Они приблизились к толпе вяземовских.

Те словно бы ждали их. Рядом с огромным стволом дерева, в ночной тьме — вяземовские могли быть замечены только лишь по еще более насыщенной, будто сгустившейся черноте.

Вяземовские стояли молча и ждали. Если не знать об их существовании, легко было бы пробежать мимо, не заподозрив присутствия дюжины стучащих сердец, вздымающихся грудных клеток, излучающих энергию тел.

Морозом продрало по коже от странной тишины, ни возни не было, ни звука ударов.

— Юрку не вижу, — вполголоса произнес Старик.

Зловещая тишина и неподвижность.

Володя почувствовал, как у него и у всех них блестят и напрягаются глаза, в попытке увидеть и отыскать какую-нибудь примету, какой-нибудь штрих присутствия Малинина Юрки.

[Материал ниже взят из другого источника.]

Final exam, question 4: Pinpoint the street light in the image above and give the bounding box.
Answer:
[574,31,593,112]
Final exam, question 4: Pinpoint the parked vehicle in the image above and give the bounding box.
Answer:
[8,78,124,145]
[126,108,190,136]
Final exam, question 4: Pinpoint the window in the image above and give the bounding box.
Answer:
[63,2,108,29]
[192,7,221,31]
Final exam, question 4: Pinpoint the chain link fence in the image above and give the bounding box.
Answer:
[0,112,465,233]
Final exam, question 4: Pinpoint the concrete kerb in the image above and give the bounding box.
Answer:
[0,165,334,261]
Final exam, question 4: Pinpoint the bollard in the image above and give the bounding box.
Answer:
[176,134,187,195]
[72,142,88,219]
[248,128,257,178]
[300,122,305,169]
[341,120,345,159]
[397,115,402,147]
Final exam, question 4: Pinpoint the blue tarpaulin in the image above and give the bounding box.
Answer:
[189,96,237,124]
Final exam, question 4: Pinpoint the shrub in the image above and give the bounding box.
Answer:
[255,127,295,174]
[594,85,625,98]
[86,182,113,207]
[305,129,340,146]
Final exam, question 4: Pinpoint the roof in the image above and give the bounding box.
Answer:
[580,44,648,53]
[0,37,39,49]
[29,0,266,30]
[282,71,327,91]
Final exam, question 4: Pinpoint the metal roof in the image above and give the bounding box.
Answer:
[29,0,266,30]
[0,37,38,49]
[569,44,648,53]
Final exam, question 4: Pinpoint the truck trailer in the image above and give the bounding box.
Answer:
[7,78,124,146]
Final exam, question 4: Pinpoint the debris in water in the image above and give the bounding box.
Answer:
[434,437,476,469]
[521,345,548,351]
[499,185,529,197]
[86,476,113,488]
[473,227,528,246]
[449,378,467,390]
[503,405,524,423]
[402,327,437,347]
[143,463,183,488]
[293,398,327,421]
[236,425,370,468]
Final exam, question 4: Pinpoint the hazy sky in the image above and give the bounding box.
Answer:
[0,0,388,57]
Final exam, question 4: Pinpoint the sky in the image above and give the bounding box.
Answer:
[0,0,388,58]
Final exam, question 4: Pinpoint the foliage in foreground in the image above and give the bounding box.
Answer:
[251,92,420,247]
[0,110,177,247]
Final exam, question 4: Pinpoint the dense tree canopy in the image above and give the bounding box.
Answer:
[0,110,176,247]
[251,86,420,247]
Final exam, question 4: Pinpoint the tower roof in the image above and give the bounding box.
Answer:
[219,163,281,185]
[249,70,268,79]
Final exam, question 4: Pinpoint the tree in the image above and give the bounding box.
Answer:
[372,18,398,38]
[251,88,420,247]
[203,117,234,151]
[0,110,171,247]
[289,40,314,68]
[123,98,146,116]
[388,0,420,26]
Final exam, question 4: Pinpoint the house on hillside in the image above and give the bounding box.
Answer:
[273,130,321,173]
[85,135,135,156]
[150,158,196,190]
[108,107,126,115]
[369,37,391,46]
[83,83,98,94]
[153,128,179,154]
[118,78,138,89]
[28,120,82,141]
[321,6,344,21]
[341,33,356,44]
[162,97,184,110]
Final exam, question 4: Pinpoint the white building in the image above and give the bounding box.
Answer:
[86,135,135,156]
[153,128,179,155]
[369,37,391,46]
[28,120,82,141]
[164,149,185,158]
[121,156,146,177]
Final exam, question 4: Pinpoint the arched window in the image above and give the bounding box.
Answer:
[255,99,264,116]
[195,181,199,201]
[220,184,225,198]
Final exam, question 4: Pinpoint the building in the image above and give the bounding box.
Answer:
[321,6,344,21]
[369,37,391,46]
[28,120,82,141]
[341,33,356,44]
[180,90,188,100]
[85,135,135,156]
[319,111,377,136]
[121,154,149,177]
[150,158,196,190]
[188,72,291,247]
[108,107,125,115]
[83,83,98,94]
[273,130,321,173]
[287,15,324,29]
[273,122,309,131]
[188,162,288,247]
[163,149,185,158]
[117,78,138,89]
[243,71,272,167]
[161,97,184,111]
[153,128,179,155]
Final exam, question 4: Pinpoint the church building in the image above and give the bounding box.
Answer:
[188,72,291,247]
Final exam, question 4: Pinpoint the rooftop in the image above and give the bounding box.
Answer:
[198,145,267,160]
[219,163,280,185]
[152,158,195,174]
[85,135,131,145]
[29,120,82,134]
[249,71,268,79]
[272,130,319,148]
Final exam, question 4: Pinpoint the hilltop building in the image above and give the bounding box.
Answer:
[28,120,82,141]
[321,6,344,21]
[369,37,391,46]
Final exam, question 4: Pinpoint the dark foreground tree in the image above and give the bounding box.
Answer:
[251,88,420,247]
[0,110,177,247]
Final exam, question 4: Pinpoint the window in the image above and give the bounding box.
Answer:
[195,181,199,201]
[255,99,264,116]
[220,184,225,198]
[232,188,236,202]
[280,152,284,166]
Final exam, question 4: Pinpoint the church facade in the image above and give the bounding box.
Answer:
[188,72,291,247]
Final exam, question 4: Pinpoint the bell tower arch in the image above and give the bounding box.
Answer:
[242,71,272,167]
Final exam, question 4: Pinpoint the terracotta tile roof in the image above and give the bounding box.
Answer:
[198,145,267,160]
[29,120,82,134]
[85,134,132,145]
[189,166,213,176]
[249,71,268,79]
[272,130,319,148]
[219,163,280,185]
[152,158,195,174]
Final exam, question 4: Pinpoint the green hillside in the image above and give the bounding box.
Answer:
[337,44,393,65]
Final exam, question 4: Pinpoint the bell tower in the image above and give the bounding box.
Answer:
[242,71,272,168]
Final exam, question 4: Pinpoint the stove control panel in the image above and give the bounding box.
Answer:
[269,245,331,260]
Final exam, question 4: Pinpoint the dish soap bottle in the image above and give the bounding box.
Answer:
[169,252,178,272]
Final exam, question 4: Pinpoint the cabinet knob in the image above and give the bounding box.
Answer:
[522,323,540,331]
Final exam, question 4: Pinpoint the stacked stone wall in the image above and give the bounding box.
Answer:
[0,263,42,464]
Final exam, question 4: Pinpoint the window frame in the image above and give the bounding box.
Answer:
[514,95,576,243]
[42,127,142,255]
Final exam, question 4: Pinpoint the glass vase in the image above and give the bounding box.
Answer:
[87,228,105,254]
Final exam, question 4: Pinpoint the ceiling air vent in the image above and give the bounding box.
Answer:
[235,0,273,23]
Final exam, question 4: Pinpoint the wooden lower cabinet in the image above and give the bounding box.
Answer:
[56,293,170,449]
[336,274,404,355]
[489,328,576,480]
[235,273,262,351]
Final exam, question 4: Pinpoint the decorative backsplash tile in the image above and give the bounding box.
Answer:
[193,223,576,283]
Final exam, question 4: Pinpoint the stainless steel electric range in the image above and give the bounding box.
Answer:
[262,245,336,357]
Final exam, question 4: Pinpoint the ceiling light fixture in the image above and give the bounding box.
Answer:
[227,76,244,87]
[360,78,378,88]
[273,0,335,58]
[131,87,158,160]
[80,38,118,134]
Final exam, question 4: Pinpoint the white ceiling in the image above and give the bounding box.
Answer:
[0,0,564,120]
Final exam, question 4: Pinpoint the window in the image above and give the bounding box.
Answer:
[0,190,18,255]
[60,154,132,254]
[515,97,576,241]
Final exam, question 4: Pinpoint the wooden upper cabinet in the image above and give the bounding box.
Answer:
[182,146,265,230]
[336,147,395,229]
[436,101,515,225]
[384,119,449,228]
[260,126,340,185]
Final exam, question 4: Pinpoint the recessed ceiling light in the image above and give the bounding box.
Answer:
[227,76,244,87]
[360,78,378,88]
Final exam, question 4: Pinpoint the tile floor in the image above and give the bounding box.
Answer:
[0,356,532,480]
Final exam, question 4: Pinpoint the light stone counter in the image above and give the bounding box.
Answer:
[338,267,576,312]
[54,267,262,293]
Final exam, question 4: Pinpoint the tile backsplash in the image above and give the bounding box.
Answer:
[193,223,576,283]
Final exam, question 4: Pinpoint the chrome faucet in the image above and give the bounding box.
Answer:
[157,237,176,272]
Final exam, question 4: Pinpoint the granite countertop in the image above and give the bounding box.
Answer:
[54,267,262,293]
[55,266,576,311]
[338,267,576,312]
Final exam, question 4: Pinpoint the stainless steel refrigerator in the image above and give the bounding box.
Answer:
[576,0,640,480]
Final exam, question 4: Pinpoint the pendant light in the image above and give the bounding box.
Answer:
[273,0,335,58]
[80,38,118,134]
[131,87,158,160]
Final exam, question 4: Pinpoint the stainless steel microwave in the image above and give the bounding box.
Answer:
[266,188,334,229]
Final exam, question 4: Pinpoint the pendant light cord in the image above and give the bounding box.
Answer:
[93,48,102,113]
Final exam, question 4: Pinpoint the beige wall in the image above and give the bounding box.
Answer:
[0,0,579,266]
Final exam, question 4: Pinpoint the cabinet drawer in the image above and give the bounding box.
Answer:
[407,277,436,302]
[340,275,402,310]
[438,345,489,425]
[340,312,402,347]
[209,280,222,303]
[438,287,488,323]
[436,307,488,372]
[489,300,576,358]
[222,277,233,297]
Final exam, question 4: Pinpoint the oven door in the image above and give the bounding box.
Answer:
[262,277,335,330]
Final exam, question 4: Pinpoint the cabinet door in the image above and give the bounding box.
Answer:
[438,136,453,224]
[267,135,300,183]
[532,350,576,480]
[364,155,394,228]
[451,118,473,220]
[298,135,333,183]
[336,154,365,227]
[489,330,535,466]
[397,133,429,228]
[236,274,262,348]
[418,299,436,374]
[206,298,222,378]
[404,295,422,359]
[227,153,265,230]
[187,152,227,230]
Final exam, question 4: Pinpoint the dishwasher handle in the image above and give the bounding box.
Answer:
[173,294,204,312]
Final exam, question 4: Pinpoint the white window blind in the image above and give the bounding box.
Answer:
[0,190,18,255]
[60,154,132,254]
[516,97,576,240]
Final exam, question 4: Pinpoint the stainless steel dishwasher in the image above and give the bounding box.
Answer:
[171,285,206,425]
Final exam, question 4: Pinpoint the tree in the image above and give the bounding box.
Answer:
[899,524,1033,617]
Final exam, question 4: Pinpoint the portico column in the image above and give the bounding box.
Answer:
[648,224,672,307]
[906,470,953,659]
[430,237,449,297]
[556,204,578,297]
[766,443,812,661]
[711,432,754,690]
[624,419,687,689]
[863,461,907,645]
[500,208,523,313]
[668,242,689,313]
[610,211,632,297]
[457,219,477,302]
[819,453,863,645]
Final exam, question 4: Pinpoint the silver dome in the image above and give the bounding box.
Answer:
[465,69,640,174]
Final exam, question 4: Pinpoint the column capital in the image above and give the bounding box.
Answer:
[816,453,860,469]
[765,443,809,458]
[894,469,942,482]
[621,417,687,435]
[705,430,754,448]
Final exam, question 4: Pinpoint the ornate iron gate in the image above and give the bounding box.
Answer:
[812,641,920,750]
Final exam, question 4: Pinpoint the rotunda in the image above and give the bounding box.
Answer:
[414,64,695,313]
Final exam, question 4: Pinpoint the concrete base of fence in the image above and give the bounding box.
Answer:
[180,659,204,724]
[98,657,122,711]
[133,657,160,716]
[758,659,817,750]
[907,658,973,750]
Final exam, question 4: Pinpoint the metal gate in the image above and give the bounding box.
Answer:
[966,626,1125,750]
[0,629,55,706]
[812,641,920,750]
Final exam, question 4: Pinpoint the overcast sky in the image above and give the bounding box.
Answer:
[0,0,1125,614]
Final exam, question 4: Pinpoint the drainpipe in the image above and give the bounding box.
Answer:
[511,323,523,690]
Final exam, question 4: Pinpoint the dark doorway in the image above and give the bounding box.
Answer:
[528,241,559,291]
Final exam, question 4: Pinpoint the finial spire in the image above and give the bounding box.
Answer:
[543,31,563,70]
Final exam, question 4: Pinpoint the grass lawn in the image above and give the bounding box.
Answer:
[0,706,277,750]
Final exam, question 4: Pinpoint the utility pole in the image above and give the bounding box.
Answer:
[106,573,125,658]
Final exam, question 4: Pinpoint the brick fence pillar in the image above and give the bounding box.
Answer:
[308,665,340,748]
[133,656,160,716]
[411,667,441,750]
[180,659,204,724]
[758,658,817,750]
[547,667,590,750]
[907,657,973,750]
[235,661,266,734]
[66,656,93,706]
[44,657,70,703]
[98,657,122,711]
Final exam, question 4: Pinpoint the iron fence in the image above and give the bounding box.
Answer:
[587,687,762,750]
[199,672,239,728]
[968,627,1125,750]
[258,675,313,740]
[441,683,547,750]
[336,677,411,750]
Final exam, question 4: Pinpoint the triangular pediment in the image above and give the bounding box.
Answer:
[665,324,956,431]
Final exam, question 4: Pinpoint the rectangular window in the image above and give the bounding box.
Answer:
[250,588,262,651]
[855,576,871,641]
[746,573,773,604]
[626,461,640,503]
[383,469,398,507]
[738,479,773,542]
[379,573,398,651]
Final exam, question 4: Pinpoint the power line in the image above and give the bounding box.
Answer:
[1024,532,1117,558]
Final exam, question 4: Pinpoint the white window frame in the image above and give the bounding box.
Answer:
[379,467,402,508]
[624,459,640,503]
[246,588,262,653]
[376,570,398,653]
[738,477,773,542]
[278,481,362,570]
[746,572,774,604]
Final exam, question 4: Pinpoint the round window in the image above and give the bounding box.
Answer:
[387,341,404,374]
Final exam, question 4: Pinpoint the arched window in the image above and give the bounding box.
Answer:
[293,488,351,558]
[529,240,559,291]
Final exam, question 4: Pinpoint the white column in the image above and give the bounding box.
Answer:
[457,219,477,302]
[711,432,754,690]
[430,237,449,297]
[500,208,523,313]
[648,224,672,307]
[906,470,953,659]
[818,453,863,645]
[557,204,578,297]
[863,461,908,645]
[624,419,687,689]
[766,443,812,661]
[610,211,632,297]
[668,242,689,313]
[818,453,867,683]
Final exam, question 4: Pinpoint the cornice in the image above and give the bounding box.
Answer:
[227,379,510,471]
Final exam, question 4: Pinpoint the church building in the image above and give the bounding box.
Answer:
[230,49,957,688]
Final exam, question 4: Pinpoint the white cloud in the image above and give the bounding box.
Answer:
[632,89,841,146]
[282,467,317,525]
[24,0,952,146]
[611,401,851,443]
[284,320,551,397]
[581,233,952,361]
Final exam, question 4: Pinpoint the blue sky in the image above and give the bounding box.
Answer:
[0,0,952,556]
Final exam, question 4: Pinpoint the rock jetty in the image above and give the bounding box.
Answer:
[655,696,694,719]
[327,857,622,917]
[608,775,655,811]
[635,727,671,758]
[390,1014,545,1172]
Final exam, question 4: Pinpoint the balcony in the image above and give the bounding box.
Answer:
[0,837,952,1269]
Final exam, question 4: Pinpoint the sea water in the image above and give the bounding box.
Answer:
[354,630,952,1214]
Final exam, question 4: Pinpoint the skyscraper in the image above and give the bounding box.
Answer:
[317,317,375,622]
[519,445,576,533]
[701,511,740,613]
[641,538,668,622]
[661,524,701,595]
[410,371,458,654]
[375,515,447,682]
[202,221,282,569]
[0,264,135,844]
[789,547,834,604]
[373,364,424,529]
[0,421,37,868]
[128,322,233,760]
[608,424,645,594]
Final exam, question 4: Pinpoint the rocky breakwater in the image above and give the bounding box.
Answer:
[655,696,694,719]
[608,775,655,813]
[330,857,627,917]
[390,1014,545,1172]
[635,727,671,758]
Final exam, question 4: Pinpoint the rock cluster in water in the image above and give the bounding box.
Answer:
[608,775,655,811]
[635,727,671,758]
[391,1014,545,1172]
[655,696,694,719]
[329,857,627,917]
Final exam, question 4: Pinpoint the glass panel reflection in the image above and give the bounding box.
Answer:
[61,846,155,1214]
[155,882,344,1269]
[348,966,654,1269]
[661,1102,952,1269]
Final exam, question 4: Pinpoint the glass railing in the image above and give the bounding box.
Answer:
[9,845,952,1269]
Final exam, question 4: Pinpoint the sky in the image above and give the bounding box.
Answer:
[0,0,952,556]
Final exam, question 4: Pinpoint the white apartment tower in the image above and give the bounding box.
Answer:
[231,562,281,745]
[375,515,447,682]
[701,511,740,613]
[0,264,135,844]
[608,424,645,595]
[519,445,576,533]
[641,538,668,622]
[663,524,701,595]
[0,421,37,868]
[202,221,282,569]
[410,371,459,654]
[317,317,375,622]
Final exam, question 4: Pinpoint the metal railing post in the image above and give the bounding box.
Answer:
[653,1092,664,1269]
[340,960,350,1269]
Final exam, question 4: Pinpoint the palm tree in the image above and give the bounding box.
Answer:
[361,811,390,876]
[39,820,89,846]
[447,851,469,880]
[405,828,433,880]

Среди девяти человек, прибежавших из общежития, помимо хлюпиков и пацифистов, как Савранский или Киря Смирнов, совершенно бесполезных в драке, но создающих видимость количества и к чести их не устоявших перед призывом долга и бросившихся вместе с другими на спасение товарища, — были внешне крупные и в темноте внушительные зануда Брыковский и немец Райнхард Файге, последний — редкая туша.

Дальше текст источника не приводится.